World of Vector Databases: A Comprehensive Overview

This article is good starting point for those looking to understand vector databases and their practical applications.

Introduction

For many years, relational databases and full-text search engines have been the foundation of searching modern IT systems.
However, semantic search has become more crucial and this approach encountered its limitations. In response, vector similarity search has emerged in this context.

The data is transformed into a numeric representation β€” vector (a list of numbers). And then vector similarity search finds similar content by comparing the distances and similarities between vectors.

Vector databases play a pivotal role in this paradigm, storing vectors for fast retrieval and similarity search.

In the present day it is the technology behind Google Search, YouTube, Play, and more other modern systems.

Google Cloud partner Groovenauts, Inc. published a live demo of MatchIt Fast. As the demo shows, you can find images and text similar to a selected sample from a collection of millions in a matter of milliseconds. You could also see the demo of vector database milvus.

Vector Databases vs relational DB

Traditional databases work with storing strings, numbers and more in rows and columns. For storing image, their features must be described almost manually.

For example for image of the cat it should be specify in columns :

animal : cat, color : white, tags : [little, kind].

And then we are querying for rows that match to this description.

However vector database represent data in n-dimensional space. And it help group similar data points together based on distance within this space.

Compared to traditional keyword search, vector search yields more relevant results and executes faster.

But how does an image become a vector?

Image embedding

For transforming image to vector the first step is to extract meaningful features from the image that can be represented numerically. It could be textures, shapes and more. In the second step each feature becomes a dimension in the vector, and its value represents a specific aspect of the image.

The process of transformation image in vector know as β€œimage embedding”. And the models IA that learn to extract hierarchical features from images and map them to lower-dimensional vector representations know as β€œmodels embedding.”

The following image illustrates process transformation of the data to vector.

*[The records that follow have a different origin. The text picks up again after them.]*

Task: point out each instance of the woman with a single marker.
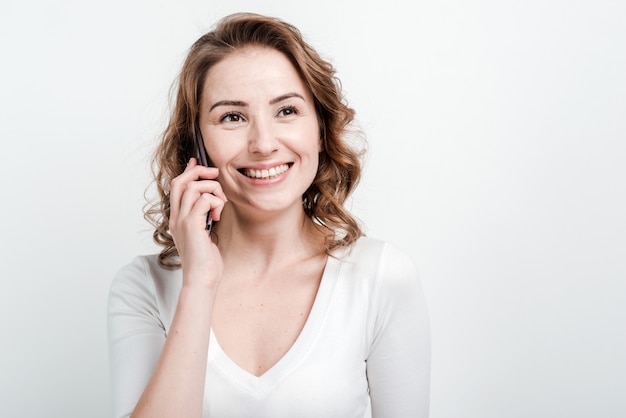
(284, 309)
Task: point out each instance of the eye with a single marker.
(232, 117)
(288, 111)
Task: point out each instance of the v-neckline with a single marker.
(297, 352)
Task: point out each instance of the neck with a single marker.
(265, 239)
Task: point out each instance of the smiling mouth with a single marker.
(265, 173)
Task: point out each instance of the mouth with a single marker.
(265, 173)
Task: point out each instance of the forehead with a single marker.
(252, 72)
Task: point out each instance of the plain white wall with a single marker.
(497, 145)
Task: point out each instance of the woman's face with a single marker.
(260, 129)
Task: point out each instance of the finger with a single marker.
(196, 189)
(206, 203)
(179, 184)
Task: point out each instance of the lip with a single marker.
(267, 173)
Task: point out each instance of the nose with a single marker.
(262, 138)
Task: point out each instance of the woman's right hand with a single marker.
(190, 200)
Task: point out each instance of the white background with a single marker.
(496, 133)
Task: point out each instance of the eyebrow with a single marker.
(244, 104)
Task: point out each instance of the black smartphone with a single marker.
(202, 158)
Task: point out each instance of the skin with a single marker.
(255, 114)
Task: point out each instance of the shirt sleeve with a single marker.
(135, 335)
(398, 364)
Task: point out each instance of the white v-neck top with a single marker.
(365, 340)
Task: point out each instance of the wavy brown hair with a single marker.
(339, 168)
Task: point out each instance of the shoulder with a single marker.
(143, 285)
(380, 260)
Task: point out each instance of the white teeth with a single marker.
(265, 174)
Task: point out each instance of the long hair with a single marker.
(339, 168)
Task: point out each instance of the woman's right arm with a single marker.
(176, 386)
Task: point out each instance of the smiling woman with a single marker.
(284, 309)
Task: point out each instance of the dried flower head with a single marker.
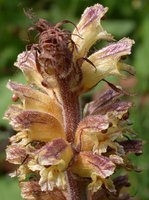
(59, 154)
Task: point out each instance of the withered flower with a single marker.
(56, 148)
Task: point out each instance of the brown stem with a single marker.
(71, 112)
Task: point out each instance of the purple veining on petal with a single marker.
(92, 13)
(100, 163)
(123, 46)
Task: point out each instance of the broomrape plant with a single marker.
(60, 154)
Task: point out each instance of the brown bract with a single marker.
(61, 154)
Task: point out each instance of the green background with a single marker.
(126, 18)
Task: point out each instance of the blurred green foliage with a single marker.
(125, 18)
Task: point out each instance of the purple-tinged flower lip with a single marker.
(16, 154)
(96, 122)
(103, 100)
(121, 47)
(93, 164)
(93, 13)
(32, 190)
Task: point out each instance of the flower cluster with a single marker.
(55, 148)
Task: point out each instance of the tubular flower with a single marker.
(55, 147)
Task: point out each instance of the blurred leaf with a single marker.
(9, 189)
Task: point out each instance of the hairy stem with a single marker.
(71, 111)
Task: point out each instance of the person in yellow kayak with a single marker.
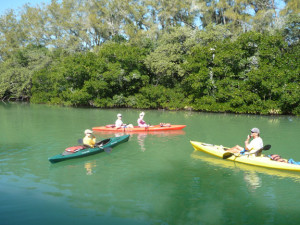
(252, 147)
(119, 123)
(89, 139)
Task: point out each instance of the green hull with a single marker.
(112, 142)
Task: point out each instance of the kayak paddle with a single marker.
(226, 155)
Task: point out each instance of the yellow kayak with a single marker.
(263, 161)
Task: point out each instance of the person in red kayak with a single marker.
(141, 122)
(119, 123)
(252, 147)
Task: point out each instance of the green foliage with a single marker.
(152, 54)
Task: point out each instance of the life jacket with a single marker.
(75, 148)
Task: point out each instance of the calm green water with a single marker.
(152, 179)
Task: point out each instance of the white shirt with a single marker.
(255, 144)
(118, 123)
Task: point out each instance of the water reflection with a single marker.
(89, 167)
(252, 179)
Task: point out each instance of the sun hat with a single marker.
(255, 130)
(87, 131)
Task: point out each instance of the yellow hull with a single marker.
(262, 161)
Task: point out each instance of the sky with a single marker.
(17, 4)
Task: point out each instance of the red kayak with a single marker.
(139, 129)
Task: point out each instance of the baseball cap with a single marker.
(255, 130)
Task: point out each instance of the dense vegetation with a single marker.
(217, 56)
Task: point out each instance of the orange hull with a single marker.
(140, 129)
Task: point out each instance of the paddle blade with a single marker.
(266, 147)
(227, 155)
(108, 150)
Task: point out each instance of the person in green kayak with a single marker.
(252, 147)
(119, 123)
(89, 139)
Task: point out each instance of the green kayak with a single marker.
(81, 151)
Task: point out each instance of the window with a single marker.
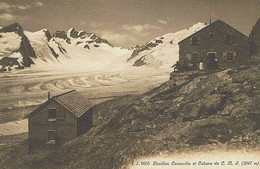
(194, 40)
(211, 36)
(52, 115)
(229, 38)
(61, 115)
(51, 137)
(194, 57)
(230, 56)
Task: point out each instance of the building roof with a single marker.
(8, 60)
(216, 22)
(73, 101)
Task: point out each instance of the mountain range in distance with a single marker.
(74, 50)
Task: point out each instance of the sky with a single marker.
(127, 23)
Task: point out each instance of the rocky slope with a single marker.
(190, 111)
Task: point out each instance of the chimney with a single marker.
(49, 95)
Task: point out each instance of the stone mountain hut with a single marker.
(61, 118)
(218, 41)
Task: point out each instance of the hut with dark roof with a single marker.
(61, 118)
(216, 42)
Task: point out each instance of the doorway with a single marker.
(211, 60)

Global view of the text to vector transformation

Searching process

For searching the similar images or text vector database use distance between the vectors for defining their similarity.

The following image visualize the vectors of the words. As you can see the cat and kitten are very closed and will be identified as text with similar meaning.

In the numerical way this proximity will be represented by the proximity of the value of the dimensions.

Semantic search operates by evaluating the distances and similarities between these vectors.

The analysis of the distance is based on approximate nearest neighbor algorithms and metrics. For more details about metrics you can refer to the article titled Different types of Distances used in Machine Learning Explained!

For each search, the initial step involves transforming the query into a vector representation. Subsequently, it progresses to the indexing stage. Vector database map the vector embedding to data structures for faster searching.

Following indexing, the process advances to the querying stage. Here, the vector database compares the queried vector to indexed vectors, applying the similarity metric to find the nearest neighbor.

Lastly, the process terminated in the post-processing stage. Depending on the vector database you use, the vector database will post-process the final nearest neighbor to produce a final output to the query. As well as possibly re-ranking the nearest neighbors for future reference.

Use Case

The ability of the vector database to handle similarity-based searches efficiently makes them a powerful tool in data retrieval.

They find application in several ways, including :

  • clustering
  • searching
  • recommendations
  • classifications

Vector Database systems

Pinecone β€” A vector database that is designed for machine learning applications. It is fast, scalable, and supports a variety of machine learning algorithms.

Weaviate (Github : 7.5k ⭐) β€” An open-source vector database that allows you to store data objects and vector embeddings from your favorite ML-models, and scale seamlessly into billions of data objects.

Chroma (Github : 8.6k⭐) β€” An AI-native open-source embedding database. It is simple, feature-rich, and integrable with various tools and platforms for working with embeddings.

Milvus (Github : 23k ⭐) β€” An open-source vector database built to power embedding similarity search and AI applications.

Qdrant (Github : 12.9k ⭐) β€” Powering the next generation of AI applications with advanced and high-performant vector similarity search technology

Vespa (Github : 4.7k ⭐) β€” A fully featured search engine and vector database. It supports vector search (ANN), lexical search, and search in structured data, all in the same query.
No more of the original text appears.